Amniotic fluid (AF) in the latter half of pregnancy is composed primarily of fetal urine and, as such, reflects fetal renal perfusion. An imbalance in AF volume (polyhydramnios/oligohydramnios sequence) is essential for the antenatal diagnosis of TTTS. While antenatal ultrasonography remains the primary tool to confirm the diagnosis of TTTS, discovering protein entities associated with pathophysiology of TTTS would aid in the development of diagnostic approach or treatment of this disorder. And it would possibly even lead to more effective antenatal treatments of TTTS. AF is a promising source of genomic and proteomic biomarkers for prenatal diagnosis of a wide range of fetal abnormalities. However, few biorepositories have stored AF from donor and recipient twins with TTTS, in part because amniocentesis of the donor twins is very difficult to perform given the low AF volume. Using our established AF biobank, we performed two different mass spectrometry quantitative approaches (global and targeted proteome profiling) to identify differentially expressed proteins (DEPs) within matched pairs of AF samples.
METHODS
Study population and AF samples
TTTS was diagnosed by antenatal ultrasound or differences of hemoglobin concentrations in the cord blood of fetuses at birth.
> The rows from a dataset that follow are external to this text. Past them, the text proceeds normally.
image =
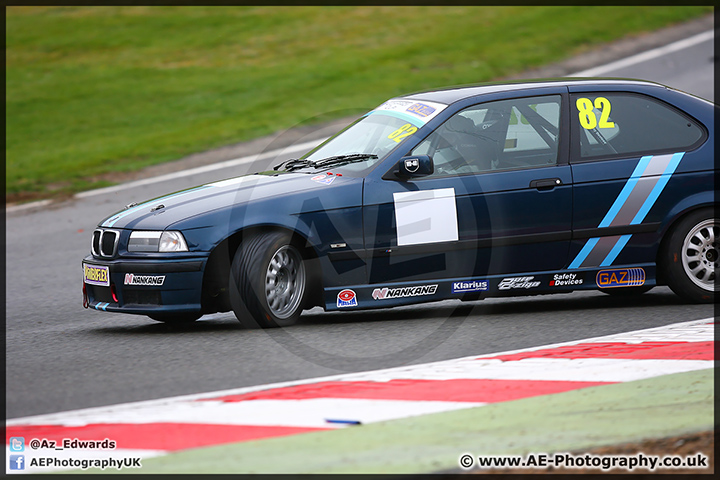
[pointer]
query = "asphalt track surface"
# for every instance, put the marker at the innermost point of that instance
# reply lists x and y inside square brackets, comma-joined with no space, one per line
[62,357]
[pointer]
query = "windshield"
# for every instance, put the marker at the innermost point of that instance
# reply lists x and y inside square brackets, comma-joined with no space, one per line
[375,135]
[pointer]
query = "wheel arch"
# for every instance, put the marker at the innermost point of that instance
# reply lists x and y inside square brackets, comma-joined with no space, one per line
[215,297]
[675,216]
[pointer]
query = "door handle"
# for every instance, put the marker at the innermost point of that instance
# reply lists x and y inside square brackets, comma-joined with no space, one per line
[546,183]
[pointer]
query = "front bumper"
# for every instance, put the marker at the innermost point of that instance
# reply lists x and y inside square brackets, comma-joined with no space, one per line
[179,291]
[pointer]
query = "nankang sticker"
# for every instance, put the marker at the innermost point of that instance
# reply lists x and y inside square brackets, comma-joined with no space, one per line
[347,298]
[471,286]
[324,179]
[565,279]
[620,277]
[519,282]
[385,293]
[154,280]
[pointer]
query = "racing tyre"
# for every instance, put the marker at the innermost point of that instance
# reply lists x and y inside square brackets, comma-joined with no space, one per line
[175,318]
[690,257]
[267,281]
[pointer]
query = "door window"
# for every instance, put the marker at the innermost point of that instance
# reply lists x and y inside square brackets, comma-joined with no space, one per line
[501,135]
[620,124]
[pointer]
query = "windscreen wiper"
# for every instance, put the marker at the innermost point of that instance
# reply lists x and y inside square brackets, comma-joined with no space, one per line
[340,159]
[295,163]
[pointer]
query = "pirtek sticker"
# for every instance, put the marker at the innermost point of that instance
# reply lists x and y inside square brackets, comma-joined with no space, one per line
[132,279]
[621,277]
[347,298]
[96,275]
[385,293]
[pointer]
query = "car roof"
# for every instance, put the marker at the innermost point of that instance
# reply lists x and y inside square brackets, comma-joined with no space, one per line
[453,94]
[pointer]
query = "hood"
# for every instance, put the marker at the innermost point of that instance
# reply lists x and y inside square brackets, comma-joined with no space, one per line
[200,200]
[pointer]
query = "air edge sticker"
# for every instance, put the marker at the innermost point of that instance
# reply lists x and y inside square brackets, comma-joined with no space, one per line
[635,200]
[426,216]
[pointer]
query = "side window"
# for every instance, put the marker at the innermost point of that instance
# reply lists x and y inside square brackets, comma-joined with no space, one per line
[612,124]
[502,135]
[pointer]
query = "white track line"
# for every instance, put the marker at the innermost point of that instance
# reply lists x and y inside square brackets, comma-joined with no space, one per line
[61,416]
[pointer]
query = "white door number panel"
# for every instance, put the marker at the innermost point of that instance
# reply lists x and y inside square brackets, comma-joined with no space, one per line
[427,216]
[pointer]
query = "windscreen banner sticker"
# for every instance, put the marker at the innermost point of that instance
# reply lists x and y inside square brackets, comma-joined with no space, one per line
[386,293]
[324,179]
[416,112]
[426,216]
[470,286]
[620,277]
[347,298]
[566,280]
[96,275]
[145,280]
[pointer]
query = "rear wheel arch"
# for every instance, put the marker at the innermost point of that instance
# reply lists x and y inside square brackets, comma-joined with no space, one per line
[674,264]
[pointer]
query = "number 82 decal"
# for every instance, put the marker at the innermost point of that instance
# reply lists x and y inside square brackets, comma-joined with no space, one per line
[587,116]
[402,132]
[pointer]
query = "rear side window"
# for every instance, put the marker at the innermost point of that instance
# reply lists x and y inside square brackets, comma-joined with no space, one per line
[612,124]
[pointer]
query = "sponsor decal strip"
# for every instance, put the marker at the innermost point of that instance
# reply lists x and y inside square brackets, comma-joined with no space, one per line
[635,200]
[157,427]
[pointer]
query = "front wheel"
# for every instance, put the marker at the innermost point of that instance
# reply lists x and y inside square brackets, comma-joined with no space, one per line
[690,257]
[267,281]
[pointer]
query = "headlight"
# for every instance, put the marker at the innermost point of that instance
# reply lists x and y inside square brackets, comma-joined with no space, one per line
[169,241]
[172,242]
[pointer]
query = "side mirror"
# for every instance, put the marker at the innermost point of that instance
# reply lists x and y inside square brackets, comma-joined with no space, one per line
[415,166]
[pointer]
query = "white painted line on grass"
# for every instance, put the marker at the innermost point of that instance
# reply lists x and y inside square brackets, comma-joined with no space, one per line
[645,56]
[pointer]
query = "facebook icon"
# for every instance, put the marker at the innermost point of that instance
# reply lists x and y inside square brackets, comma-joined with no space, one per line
[17,462]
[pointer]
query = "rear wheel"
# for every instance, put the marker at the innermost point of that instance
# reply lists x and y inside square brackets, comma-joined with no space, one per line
[690,257]
[268,281]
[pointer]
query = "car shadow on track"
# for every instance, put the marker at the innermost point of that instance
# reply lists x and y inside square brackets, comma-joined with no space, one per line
[510,306]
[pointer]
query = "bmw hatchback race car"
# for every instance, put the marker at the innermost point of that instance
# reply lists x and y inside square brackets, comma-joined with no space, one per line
[491,190]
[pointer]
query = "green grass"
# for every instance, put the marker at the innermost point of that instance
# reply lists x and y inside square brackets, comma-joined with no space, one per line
[95,90]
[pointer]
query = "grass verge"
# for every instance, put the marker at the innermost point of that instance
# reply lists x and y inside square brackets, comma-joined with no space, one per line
[96,90]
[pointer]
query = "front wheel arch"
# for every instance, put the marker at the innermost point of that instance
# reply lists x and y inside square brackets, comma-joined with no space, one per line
[215,289]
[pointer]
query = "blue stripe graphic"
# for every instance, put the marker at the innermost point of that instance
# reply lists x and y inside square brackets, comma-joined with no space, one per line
[627,189]
[584,252]
[619,245]
[655,193]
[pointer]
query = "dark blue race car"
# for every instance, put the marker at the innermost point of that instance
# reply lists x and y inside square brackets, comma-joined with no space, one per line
[491,190]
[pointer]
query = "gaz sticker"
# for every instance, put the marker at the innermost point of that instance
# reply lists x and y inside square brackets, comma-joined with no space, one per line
[96,275]
[620,277]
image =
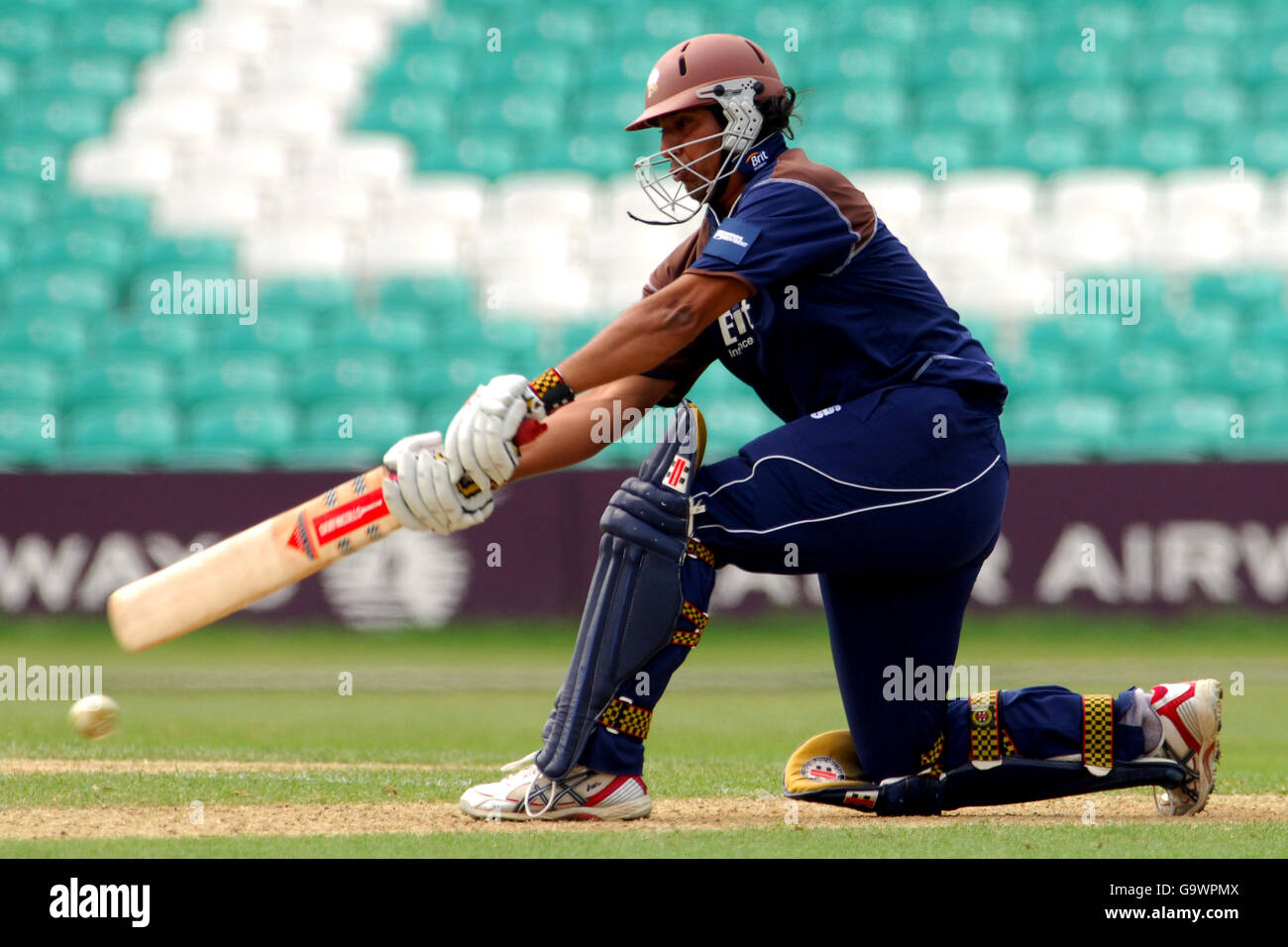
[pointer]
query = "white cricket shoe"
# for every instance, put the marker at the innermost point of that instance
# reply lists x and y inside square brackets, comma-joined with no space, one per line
[1192,718]
[584,793]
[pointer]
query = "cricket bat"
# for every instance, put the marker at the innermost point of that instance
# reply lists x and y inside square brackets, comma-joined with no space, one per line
[257,562]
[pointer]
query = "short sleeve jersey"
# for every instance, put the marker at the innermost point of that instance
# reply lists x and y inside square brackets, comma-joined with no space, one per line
[836,305]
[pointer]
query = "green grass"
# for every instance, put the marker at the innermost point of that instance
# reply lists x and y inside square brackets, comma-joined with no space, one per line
[871,839]
[477,696]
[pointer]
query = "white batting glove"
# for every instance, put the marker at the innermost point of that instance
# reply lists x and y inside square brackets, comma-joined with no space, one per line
[481,438]
[425,495]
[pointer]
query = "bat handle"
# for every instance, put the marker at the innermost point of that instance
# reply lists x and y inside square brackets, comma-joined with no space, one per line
[528,432]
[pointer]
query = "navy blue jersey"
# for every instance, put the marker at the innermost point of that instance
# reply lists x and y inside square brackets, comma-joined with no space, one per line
[836,305]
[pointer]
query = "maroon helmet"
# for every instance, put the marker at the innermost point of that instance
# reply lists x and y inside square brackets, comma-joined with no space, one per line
[713,69]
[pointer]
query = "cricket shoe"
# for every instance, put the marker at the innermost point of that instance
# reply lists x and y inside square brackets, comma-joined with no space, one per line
[584,793]
[1190,712]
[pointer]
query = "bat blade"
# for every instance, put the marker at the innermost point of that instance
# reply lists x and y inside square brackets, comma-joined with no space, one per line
[257,562]
[250,565]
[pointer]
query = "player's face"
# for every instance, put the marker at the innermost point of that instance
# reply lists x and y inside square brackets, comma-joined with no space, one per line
[678,132]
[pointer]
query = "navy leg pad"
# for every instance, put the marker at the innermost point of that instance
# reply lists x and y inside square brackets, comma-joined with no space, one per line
[634,598]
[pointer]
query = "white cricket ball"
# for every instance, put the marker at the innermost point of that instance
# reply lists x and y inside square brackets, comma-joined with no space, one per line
[94,716]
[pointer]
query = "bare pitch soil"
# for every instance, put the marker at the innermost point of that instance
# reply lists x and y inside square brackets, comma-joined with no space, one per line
[362,818]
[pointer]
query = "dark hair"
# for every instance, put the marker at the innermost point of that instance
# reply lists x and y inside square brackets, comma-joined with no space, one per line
[777,110]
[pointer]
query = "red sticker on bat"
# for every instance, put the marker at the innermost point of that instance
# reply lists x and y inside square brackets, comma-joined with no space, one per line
[348,517]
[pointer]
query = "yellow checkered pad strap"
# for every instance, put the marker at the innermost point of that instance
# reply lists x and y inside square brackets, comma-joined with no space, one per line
[931,757]
[1098,729]
[626,718]
[696,615]
[553,390]
[986,727]
[698,551]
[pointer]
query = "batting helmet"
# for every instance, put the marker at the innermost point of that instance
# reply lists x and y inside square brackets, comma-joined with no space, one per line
[712,69]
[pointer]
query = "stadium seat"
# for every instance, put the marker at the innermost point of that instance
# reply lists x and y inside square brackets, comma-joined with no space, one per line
[370,424]
[29,431]
[121,434]
[230,425]
[119,375]
[25,376]
[1060,427]
[248,375]
[1177,428]
[338,372]
[59,339]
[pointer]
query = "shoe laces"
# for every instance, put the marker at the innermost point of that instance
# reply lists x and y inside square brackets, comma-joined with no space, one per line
[527,771]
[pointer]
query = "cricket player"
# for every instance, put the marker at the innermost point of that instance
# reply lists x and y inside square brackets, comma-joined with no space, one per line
[887,476]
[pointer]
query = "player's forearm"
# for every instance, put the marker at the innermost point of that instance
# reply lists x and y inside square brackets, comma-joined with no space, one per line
[652,330]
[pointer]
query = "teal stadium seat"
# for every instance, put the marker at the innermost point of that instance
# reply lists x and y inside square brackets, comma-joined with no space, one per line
[24,428]
[1244,372]
[239,432]
[168,335]
[385,333]
[373,425]
[129,33]
[95,73]
[279,333]
[338,372]
[1177,428]
[25,376]
[1265,429]
[121,434]
[1134,372]
[26,33]
[245,375]
[115,376]
[1060,428]
[101,244]
[55,334]
[68,116]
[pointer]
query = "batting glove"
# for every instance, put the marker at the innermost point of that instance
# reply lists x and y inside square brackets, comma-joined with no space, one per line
[481,438]
[425,493]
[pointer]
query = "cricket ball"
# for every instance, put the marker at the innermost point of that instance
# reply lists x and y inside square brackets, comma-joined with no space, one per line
[94,716]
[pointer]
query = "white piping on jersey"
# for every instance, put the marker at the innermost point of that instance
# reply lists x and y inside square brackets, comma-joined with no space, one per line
[941,492]
[932,359]
[861,241]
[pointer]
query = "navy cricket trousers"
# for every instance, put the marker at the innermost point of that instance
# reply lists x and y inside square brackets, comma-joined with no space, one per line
[894,500]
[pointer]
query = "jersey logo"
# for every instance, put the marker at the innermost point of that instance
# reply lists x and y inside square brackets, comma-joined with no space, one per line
[678,475]
[735,329]
[732,241]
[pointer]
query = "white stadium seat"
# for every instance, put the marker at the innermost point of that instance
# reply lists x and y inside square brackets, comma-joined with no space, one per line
[214,209]
[1122,195]
[292,115]
[1004,195]
[407,252]
[254,158]
[211,73]
[103,165]
[294,250]
[450,198]
[179,116]
[372,158]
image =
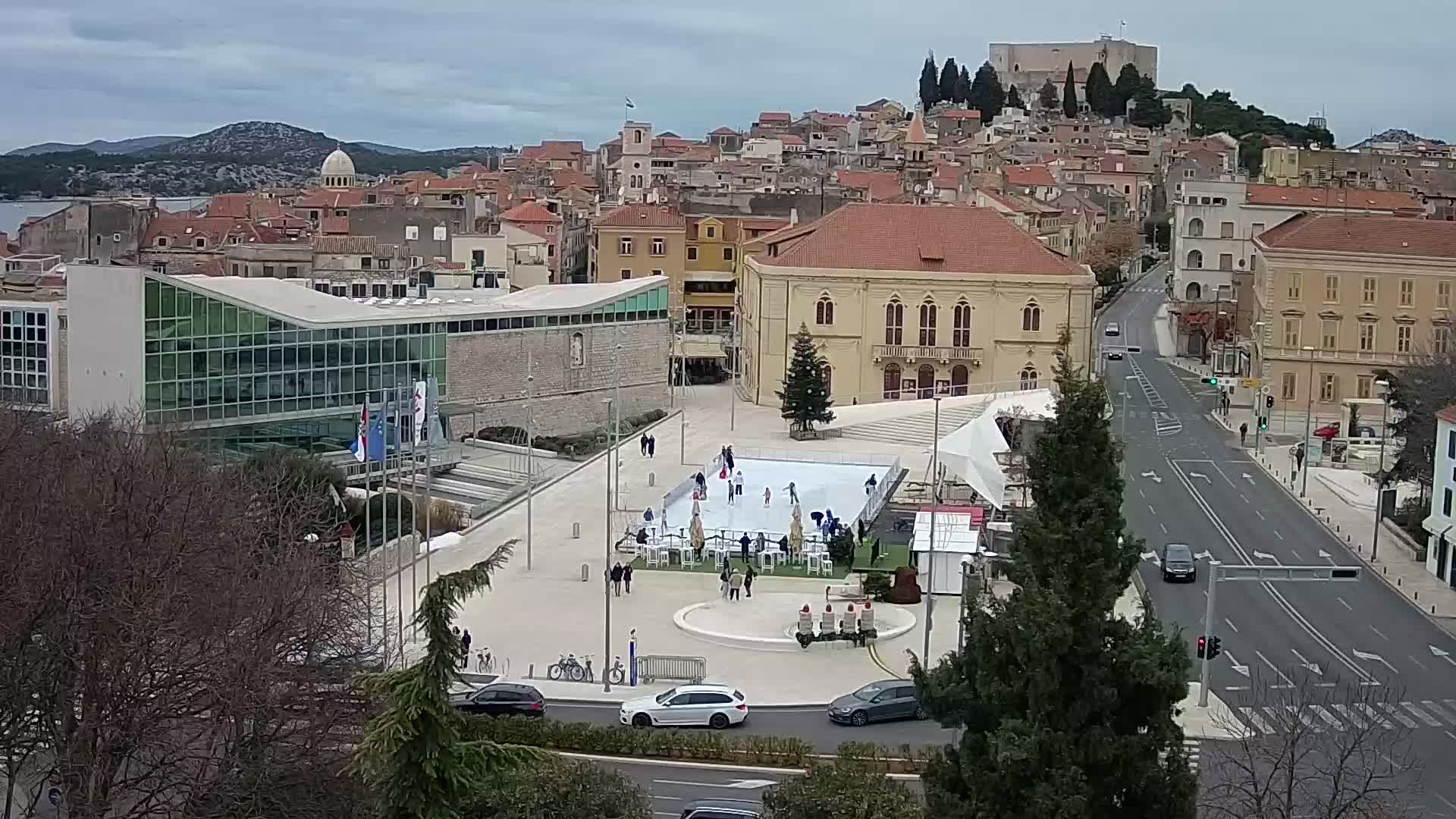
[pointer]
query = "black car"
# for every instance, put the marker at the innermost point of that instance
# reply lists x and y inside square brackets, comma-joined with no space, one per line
[723,809]
[501,698]
[884,700]
[1180,564]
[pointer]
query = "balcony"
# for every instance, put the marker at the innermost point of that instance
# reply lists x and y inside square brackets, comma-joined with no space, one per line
[912,354]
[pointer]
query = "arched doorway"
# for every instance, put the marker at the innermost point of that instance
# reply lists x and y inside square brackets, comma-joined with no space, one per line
[892,381]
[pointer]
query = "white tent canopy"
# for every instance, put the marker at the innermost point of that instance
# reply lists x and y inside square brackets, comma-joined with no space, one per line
[970,450]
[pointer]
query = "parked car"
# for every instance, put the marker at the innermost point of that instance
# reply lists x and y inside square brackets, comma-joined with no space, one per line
[501,698]
[1178,564]
[712,706]
[878,701]
[723,809]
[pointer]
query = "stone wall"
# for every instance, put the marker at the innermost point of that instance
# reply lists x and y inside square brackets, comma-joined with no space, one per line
[488,371]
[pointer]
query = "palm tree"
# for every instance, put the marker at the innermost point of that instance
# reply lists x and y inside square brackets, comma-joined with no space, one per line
[414,755]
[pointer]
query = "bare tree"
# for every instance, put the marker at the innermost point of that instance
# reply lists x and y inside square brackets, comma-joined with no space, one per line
[174,634]
[1313,751]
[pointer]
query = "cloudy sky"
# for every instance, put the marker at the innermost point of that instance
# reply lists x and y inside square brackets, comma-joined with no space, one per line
[441,74]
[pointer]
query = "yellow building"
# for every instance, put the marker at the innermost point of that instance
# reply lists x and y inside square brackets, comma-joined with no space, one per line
[905,300]
[637,241]
[1341,297]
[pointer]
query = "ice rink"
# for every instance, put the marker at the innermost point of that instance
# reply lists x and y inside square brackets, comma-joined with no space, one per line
[839,487]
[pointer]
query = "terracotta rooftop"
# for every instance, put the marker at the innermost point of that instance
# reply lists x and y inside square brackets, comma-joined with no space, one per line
[1332,197]
[1367,235]
[529,212]
[642,216]
[916,238]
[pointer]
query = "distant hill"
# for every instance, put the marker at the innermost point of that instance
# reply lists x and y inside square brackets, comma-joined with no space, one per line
[96,146]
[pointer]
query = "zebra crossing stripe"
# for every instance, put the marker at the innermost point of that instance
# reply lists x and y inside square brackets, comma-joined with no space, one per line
[1397,713]
[1421,714]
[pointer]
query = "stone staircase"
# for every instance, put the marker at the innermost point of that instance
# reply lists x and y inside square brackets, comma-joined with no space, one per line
[913,430]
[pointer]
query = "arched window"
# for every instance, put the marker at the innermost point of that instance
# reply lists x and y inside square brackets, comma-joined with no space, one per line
[892,381]
[1031,318]
[962,322]
[894,322]
[928,324]
[824,311]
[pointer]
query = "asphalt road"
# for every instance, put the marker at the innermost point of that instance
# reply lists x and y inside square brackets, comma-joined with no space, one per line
[1191,483]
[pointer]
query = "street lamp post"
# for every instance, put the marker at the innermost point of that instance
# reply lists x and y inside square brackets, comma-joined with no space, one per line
[1379,472]
[1310,411]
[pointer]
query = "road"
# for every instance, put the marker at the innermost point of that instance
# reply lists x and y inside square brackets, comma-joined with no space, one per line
[1190,482]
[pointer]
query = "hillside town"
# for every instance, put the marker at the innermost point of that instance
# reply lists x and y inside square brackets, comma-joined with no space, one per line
[884,309]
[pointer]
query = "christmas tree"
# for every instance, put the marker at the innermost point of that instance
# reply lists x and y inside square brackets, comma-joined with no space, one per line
[805,387]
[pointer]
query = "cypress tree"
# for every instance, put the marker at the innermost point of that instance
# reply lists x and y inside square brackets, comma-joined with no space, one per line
[1068,710]
[948,77]
[804,398]
[1069,95]
[929,85]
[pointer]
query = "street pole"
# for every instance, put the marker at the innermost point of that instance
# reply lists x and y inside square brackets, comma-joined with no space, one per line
[1207,632]
[935,503]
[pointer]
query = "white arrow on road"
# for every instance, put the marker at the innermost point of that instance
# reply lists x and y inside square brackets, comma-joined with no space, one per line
[1375,657]
[1307,664]
[1237,667]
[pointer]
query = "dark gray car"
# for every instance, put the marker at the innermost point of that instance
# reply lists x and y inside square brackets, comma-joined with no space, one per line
[878,701]
[1178,564]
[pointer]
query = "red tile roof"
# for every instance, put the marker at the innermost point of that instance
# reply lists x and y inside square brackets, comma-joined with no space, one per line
[530,212]
[642,216]
[1028,175]
[1366,235]
[916,238]
[1332,197]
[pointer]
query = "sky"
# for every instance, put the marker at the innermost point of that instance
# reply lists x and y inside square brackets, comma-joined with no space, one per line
[441,74]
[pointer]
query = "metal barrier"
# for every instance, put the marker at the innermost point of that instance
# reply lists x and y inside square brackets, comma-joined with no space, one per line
[664,667]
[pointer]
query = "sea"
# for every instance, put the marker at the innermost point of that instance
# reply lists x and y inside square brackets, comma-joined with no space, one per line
[15,213]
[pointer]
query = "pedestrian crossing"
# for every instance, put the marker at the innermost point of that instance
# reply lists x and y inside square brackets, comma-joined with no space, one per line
[1417,714]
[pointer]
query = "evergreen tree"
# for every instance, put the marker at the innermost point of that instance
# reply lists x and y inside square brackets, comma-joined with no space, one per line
[1069,93]
[948,77]
[963,86]
[986,95]
[929,85]
[1128,82]
[1098,91]
[805,388]
[1068,710]
[1049,95]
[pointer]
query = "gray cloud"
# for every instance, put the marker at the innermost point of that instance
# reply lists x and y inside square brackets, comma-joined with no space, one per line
[456,72]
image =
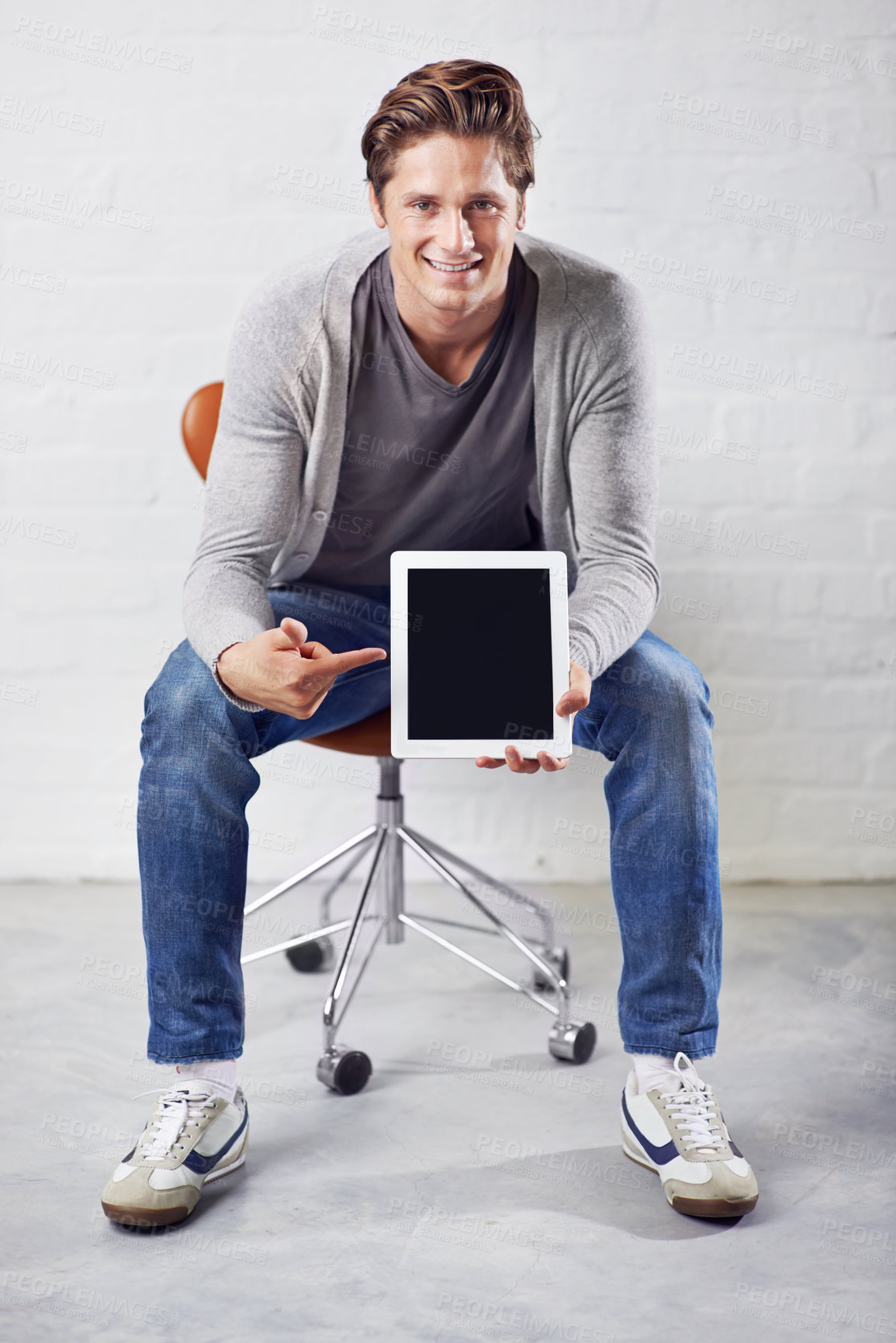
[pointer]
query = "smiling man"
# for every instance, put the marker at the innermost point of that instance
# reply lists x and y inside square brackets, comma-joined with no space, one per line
[444,382]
There have been changes in the diagnostic criteria of TTTS. Previously, hemoglobin differences greater than 5 g/dL in monochorionic twins were used for diagnosis of TTTS, but in many cases, this finding appeared late and identification of hemoglobin levels was rather cumbersome in fetuses or could only be done postnatally. Currently, the ultrasound based diagnostic criteria of TTTS proposed by Quintero has been widely used in the antenatal diagnosis of TTTS.4 However, some cases with TTTS can present in advanced stages before the established sonographic criteria are met. In a recent study, these cases were referred to as “atypical TTTS”.5 Therefore, we embraced both criteria of TTTS. Twin pregnancies that met the following criteria were enrolled: 1) presence of a MCDA pregnancy; and 2) presence of oligohydramnios (defined as a maximal vertical pocket of < 2 cm) in one fetus, and of polyhydramnios (a maximal vertical pocket of > 8 cm) in the other fetus6 or differences of hemoglobin concentrations greater than 5 g/dL in cord blood between the donor and recipient twins; 3) collection of AF from the donor and recipient both in a pair of twin fetuses by transabdominal amniocentesis or amniocentesis during cesarean section. Transabdominal amniocentesis was performed when the procedure was clinically required for the evaluation of microbiologic conditions in patients with preterm labor or preterm rupture of membranes or the assessment of fetal lung maturity. Amniocentesis was executed under written informed consents from the patients. Obtained AF was centrifuged and stored in polypropylene tubes at −70°C until assay.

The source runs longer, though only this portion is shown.